We found a comfortable bit of wall about halfway up the ascent to Buttertubs and settled down with hundreds of others to await developments. The occasional motorbike came through and there were dozens of cyclists making their own pre tour pilgrimage to the summit, only the tandem with a dad with his two children pedalling furiously received acclaim. The mood was like a carnival, the local residents were welcoming and you could use their bathrooms for a pound. Another farmer was selling grandstand seats in a field near the summit of the climb for £5, the seats were moulded out of bare rock.

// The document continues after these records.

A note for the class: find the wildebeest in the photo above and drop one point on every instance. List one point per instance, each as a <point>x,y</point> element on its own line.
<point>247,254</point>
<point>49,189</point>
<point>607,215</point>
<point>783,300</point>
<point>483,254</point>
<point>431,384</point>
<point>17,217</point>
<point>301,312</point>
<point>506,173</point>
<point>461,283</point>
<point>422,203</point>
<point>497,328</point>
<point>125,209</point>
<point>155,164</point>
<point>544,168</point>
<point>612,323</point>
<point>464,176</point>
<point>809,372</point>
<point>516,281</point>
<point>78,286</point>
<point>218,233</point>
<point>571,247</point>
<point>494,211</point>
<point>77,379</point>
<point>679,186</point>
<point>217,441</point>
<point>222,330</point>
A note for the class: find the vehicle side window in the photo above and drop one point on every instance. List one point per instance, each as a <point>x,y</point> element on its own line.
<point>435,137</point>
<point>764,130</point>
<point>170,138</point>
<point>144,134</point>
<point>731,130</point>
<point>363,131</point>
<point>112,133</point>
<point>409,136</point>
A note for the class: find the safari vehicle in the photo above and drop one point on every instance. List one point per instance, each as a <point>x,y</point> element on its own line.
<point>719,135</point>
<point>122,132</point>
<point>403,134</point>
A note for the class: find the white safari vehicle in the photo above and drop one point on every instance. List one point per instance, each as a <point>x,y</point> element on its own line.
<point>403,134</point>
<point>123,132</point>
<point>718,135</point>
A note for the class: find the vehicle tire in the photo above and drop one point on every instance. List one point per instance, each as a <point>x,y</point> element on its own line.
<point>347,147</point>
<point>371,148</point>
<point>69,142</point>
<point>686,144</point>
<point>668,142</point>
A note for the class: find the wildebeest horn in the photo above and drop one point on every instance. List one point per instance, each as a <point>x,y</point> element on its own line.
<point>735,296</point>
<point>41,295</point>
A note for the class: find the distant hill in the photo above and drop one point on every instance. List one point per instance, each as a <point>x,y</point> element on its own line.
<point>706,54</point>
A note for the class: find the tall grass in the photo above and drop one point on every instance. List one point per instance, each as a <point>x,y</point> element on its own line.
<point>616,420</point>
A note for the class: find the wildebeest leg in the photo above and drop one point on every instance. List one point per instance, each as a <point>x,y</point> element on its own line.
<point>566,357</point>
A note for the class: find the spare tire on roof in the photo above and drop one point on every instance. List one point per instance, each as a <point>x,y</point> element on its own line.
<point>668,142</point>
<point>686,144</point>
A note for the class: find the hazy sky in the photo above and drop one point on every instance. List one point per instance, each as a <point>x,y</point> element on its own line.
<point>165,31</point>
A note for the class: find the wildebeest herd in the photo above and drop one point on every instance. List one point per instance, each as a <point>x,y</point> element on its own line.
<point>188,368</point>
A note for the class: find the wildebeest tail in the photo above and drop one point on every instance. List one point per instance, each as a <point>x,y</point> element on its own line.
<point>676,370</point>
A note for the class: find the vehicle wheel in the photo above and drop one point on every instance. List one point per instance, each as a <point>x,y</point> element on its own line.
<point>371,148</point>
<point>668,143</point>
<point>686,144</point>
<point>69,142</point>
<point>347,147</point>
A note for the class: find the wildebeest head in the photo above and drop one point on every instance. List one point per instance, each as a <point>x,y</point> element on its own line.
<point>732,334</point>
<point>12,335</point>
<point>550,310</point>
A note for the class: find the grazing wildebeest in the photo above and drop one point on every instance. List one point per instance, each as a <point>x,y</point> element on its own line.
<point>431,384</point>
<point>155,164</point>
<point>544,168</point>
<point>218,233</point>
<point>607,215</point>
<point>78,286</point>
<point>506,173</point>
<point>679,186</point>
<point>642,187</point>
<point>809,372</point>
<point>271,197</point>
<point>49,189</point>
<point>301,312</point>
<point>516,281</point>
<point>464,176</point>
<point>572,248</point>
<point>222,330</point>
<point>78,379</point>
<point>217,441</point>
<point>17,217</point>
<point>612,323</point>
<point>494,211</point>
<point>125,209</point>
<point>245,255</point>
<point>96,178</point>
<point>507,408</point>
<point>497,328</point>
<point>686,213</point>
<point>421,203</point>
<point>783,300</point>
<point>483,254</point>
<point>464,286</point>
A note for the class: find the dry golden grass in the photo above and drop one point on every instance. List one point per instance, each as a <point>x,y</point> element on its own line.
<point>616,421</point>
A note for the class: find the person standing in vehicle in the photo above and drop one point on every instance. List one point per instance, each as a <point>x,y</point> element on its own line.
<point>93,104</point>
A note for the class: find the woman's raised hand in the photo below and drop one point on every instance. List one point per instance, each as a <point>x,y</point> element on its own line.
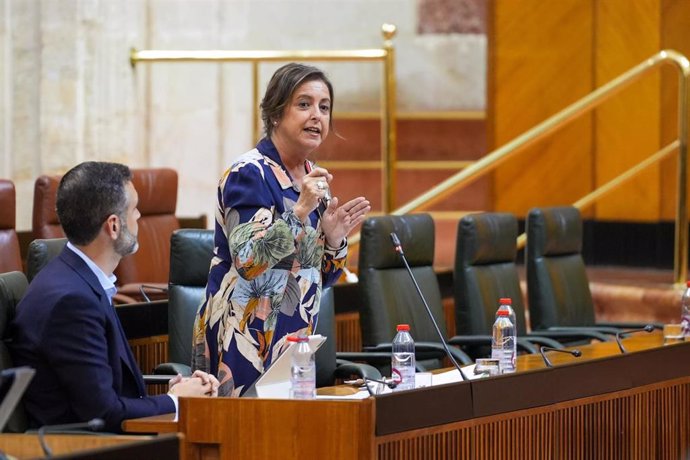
<point>338,221</point>
<point>314,188</point>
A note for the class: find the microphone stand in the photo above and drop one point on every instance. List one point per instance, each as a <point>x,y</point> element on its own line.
<point>619,335</point>
<point>398,248</point>
<point>542,349</point>
<point>95,424</point>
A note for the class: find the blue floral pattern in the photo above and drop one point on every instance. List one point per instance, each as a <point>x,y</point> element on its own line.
<point>266,275</point>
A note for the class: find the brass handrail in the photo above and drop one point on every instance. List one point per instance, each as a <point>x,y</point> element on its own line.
<point>386,55</point>
<point>493,159</point>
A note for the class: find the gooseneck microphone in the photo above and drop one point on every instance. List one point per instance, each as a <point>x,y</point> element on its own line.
<point>576,353</point>
<point>95,424</point>
<point>619,335</point>
<point>398,248</point>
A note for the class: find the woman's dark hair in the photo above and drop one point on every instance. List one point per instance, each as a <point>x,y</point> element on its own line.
<point>87,195</point>
<point>283,84</point>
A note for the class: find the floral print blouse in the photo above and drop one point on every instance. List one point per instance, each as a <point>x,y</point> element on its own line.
<point>266,275</point>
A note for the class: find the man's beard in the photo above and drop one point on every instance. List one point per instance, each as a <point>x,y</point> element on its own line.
<point>126,242</point>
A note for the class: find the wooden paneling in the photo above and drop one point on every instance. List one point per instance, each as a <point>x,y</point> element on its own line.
<point>544,56</point>
<point>627,126</point>
<point>539,62</point>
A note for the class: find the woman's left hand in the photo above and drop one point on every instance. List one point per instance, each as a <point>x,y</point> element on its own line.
<point>338,221</point>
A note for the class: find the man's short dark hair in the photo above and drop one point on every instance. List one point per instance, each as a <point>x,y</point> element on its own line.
<point>87,195</point>
<point>283,84</point>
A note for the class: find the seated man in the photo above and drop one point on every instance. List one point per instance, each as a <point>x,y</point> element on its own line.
<point>66,327</point>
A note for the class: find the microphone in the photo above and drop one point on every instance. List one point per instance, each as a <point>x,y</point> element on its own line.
<point>398,248</point>
<point>148,286</point>
<point>576,353</point>
<point>364,381</point>
<point>619,335</point>
<point>95,424</point>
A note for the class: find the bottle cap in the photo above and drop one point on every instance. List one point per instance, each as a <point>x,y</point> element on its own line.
<point>298,338</point>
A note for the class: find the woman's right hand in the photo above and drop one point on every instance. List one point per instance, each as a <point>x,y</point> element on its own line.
<point>314,187</point>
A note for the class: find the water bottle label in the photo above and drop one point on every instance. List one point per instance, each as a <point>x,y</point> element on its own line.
<point>396,376</point>
<point>685,324</point>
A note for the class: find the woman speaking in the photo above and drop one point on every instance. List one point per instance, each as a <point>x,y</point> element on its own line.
<point>279,237</point>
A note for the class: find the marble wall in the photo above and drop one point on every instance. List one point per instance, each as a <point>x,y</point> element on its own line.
<point>68,92</point>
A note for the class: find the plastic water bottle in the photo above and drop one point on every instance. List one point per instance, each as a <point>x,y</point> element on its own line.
<point>506,303</point>
<point>503,342</point>
<point>685,311</point>
<point>402,360</point>
<point>303,370</point>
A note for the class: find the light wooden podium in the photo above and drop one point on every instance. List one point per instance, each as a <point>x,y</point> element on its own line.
<point>603,405</point>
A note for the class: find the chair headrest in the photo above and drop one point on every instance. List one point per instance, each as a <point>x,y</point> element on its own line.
<point>191,251</point>
<point>157,189</point>
<point>45,220</point>
<point>416,233</point>
<point>554,231</point>
<point>487,238</point>
<point>8,201</point>
<point>40,252</point>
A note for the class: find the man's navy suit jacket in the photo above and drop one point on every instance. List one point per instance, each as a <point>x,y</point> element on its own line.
<point>68,331</point>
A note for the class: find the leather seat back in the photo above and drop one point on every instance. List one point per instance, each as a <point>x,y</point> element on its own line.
<point>45,223</point>
<point>557,284</point>
<point>191,251</point>
<point>326,354</point>
<point>12,288</point>
<point>388,294</point>
<point>10,255</point>
<point>485,271</point>
<point>157,189</point>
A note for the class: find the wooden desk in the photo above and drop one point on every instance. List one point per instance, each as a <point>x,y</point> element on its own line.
<point>602,405</point>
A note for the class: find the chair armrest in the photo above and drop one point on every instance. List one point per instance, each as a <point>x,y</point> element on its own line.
<point>173,369</point>
<point>628,325</point>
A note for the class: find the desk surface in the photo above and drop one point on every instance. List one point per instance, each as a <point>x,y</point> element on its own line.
<point>525,363</point>
<point>601,405</point>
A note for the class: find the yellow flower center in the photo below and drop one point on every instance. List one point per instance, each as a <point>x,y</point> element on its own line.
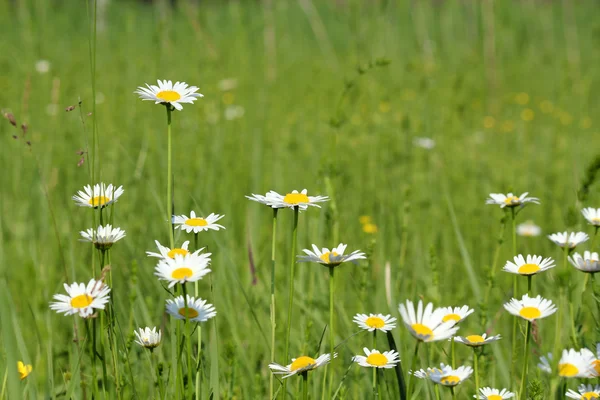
<point>377,359</point>
<point>325,257</point>
<point>196,222</point>
<point>188,312</point>
<point>475,339</point>
<point>451,317</point>
<point>295,198</point>
<point>530,312</point>
<point>181,273</point>
<point>375,322</point>
<point>168,95</point>
<point>177,252</point>
<point>302,362</point>
<point>422,330</point>
<point>450,380</point>
<point>98,201</point>
<point>81,301</point>
<point>567,370</point>
<point>528,269</point>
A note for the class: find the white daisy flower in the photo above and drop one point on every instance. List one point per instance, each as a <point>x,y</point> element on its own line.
<point>300,365</point>
<point>488,393</point>
<point>181,269</point>
<point>166,93</point>
<point>592,215</point>
<point>100,196</point>
<point>588,263</point>
<point>148,338</point>
<point>426,324</point>
<point>197,224</point>
<point>376,359</point>
<point>530,308</point>
<point>446,375</point>
<point>81,299</point>
<point>104,237</point>
<point>510,200</point>
<point>372,322</point>
<point>528,266</point>
<point>576,364</point>
<point>331,258</point>
<point>585,392</point>
<point>166,252</point>
<point>528,228</point>
<point>196,310</point>
<point>569,239</point>
<point>477,340</point>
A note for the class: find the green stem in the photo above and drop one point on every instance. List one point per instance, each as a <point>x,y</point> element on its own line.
<point>524,374</point>
<point>272,309</point>
<point>291,291</point>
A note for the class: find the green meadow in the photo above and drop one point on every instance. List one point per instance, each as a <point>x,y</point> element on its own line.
<point>333,96</point>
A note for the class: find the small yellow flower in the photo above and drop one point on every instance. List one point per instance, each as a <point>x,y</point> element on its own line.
<point>24,369</point>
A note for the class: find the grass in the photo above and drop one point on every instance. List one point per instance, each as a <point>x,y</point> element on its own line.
<point>292,60</point>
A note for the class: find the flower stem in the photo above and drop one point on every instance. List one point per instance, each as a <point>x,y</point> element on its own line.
<point>525,362</point>
<point>291,291</point>
<point>273,323</point>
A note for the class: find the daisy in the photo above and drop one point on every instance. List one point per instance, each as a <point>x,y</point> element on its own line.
<point>530,266</point>
<point>331,258</point>
<point>477,340</point>
<point>426,325</point>
<point>592,215</point>
<point>586,392</point>
<point>197,224</point>
<point>24,369</point>
<point>82,299</point>
<point>571,239</point>
<point>588,263</point>
<point>372,322</point>
<point>494,394</point>
<point>510,200</point>
<point>193,309</point>
<point>104,237</point>
<point>456,314</point>
<point>166,252</point>
<point>168,94</point>
<point>100,196</point>
<point>528,228</point>
<point>576,364</point>
<point>300,365</point>
<point>376,359</point>
<point>148,338</point>
<point>181,269</point>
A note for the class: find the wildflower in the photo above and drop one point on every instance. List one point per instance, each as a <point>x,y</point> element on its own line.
<point>168,94</point>
<point>181,269</point>
<point>193,309</point>
<point>148,338</point>
<point>530,266</point>
<point>331,258</point>
<point>588,263</point>
<point>197,224</point>
<point>426,325</point>
<point>100,196</point>
<point>82,299</point>
<point>376,359</point>
<point>510,200</point>
<point>104,237</point>
<point>373,322</point>
<point>166,252</point>
<point>300,365</point>
<point>24,369</point>
<point>531,308</point>
<point>477,340</point>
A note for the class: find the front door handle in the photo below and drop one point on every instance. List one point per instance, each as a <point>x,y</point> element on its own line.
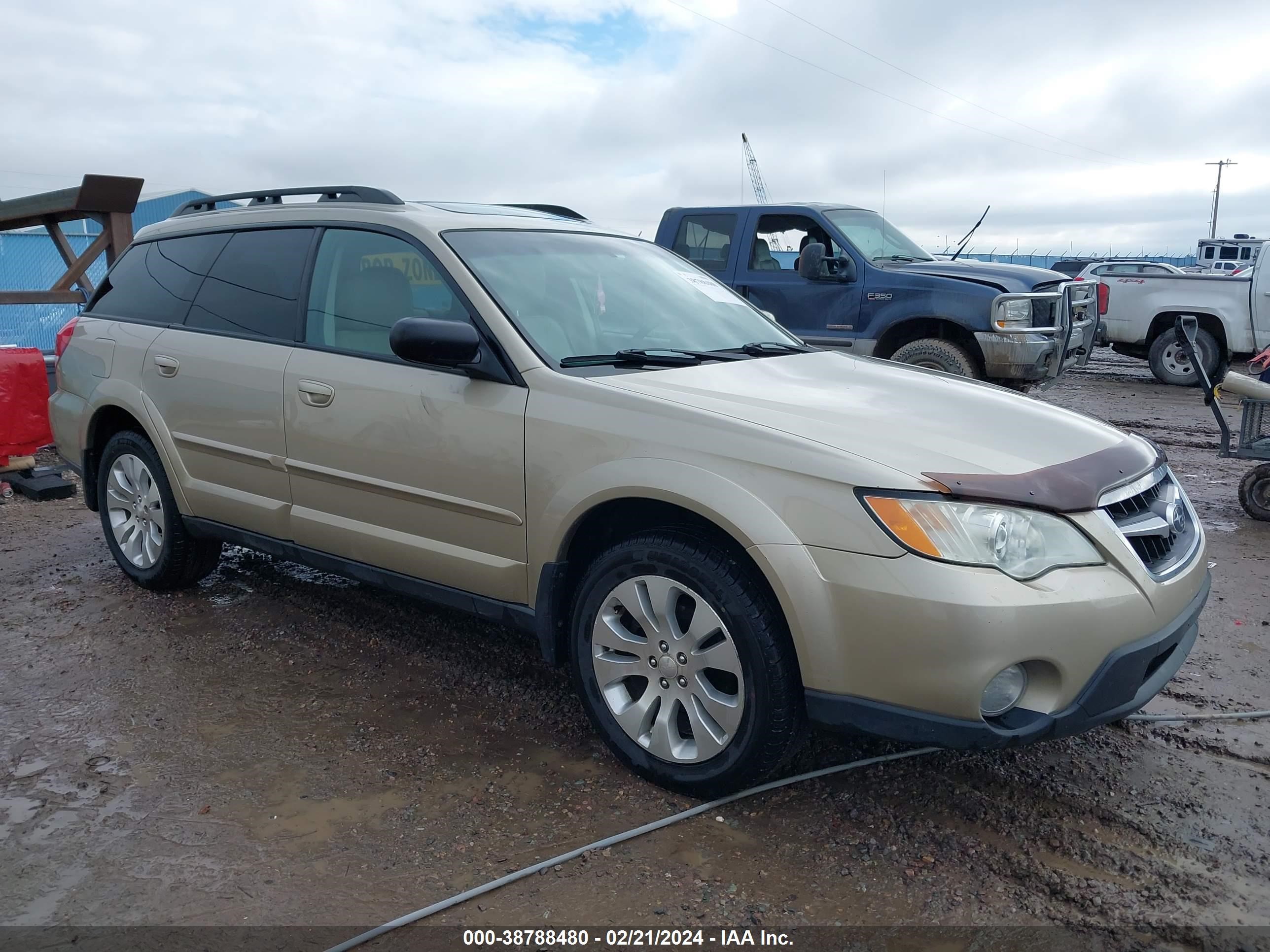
<point>168,366</point>
<point>316,394</point>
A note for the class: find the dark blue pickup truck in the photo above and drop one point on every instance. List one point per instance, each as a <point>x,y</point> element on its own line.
<point>845,277</point>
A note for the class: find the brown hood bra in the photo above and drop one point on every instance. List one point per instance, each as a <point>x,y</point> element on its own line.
<point>1062,488</point>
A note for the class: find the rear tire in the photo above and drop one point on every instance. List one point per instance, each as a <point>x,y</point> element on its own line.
<point>723,708</point>
<point>939,354</point>
<point>142,527</point>
<point>1170,365</point>
<point>1255,493</point>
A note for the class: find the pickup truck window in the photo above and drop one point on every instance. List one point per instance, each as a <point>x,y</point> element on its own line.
<point>876,238</point>
<point>573,294</point>
<point>786,233</point>
<point>706,240</point>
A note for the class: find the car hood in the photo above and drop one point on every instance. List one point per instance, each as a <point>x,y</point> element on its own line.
<point>918,422</point>
<point>1009,277</point>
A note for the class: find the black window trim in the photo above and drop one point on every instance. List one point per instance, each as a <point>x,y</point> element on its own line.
<point>169,325</point>
<point>506,370</point>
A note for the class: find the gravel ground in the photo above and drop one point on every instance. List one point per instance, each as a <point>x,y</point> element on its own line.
<point>283,747</point>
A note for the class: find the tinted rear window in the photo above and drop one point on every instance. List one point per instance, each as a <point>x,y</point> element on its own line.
<point>157,281</point>
<point>254,286</point>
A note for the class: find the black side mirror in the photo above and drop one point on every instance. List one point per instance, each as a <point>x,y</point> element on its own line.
<point>811,262</point>
<point>428,340</point>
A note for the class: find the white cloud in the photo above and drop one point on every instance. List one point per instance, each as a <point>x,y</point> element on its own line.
<point>504,101</point>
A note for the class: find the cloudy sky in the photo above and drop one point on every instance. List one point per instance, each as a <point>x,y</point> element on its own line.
<point>1085,126</point>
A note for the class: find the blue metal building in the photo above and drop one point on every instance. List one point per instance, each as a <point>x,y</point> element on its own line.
<point>28,261</point>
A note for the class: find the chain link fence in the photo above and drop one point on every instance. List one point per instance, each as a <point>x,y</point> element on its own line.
<point>30,262</point>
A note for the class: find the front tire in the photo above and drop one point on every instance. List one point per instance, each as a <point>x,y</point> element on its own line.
<point>939,354</point>
<point>142,527</point>
<point>1255,493</point>
<point>685,666</point>
<point>1170,364</point>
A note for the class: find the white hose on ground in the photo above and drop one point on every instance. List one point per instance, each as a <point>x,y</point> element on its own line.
<point>696,812</point>
<point>611,841</point>
<point>1223,716</point>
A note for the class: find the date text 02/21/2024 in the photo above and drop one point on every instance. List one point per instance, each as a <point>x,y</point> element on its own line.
<point>623,938</point>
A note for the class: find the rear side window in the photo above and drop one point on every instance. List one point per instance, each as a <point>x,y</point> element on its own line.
<point>254,285</point>
<point>706,240</point>
<point>158,281</point>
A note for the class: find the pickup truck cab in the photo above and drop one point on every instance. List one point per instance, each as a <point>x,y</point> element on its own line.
<point>1234,315</point>
<point>879,294</point>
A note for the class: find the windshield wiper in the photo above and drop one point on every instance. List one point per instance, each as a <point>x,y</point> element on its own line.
<point>651,357</point>
<point>766,348</point>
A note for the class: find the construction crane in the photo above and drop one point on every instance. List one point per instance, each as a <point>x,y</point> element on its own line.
<point>756,177</point>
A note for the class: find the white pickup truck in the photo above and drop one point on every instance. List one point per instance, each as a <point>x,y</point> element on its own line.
<point>1234,314</point>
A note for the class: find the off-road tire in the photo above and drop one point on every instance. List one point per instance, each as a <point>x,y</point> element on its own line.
<point>939,354</point>
<point>1205,348</point>
<point>183,560</point>
<point>1255,493</point>
<point>774,723</point>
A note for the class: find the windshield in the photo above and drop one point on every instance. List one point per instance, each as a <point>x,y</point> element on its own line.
<point>577,294</point>
<point>876,238</point>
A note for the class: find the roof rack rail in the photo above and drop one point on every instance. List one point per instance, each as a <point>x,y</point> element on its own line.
<point>549,208</point>
<point>274,196</point>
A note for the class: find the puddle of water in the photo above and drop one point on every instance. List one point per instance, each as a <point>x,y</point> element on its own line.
<point>31,767</point>
<point>59,821</point>
<point>285,814</point>
<point>18,812</point>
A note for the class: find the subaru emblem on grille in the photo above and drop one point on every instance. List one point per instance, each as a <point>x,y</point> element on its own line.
<point>1176,516</point>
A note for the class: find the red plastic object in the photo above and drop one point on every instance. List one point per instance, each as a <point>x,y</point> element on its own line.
<point>23,402</point>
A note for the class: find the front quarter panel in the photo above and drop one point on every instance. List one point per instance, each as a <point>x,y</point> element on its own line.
<point>588,443</point>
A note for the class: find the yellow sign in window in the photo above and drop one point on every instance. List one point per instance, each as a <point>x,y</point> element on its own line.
<point>409,263</point>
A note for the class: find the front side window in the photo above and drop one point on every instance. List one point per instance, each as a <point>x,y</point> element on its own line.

The road had been relaid with a rough Yorkshire asphalt, the cats eyes re-instated and along with the cattle grids they would test those pesky cyclists. Lots of names had been chalked on the road, most notably Sir Bradley and Simon Yates. Cav had his followers too but Chris Froome was virtually absent on the road or flags. It may be that Dave Brailsford should have followed sentiment rather than cold logic when selecting his team. To deny the British public the chance to see the two most recent and only British winners of the tour in mortal combat is the sort of thing we expect from dodgy boxing promoters not the undisputed architect of British cycling success. Team Sky had only two British riders, one from Kenya and the other from Wales. How will that help British cycling in the long term, surely the experience of football should tell him that.

But enough of the grumbles, this was a wonderful spectacle which lurched into life when the caravan of sponsors began to assail us with loud music, gifts and gallic humour. The atmosphere was ramped up by dogs painted with red spots, fancy dress and raunchy comments as dozens of vehicles went through for the next fifteen minutes accompanied by French gendarmes and Yorkshire, Cornwall and Devon police on motor bikes. The Yorkshire Police were all brandishing grins that told us they were not used to being applauded, certainly not those from Yorkshire since the miners strike thirty years ago. 

There was a gap of an hour until the race began to approach signalled by four helicopters buzzing up Wensleydale at an altitude that would have scared the Viet Cong. Then a series of lead motorbikes and cars before Jens Voigt, the 42 year old veteran German cyclist, appeared as the lone break away. He was followed by thirty or more vehicles before 3 minutes later another two riders came through followed by the peleton. I was standing on the verge and was brushed by several of the passing cyclists as they jockeyed for position on the climb. Further up the peleton was stopped as the crowd squeezed them into an ever narrower file and standstill attempting to recreate the scenes on the big alpine climbs.

And then another phalanx of motor bike gendarmes and police. they stopped in front of us as the peleton stalled. An obviously chuffed Yorkshire police motorcyclist offered to pose with spectators for pictures as he lapped up the untrammelled popularity. The crowd was electric with excitement as we all returned to the fields to collect our vehicles.  The watching cyclists began to emulate their heroes after the sweep up car had passed through and started their ascent of Buttertubs. We drove home through the peaceful rustic Dales on a beautiful summer afternoon. Had we dreamt that Le tour de France had just passed through?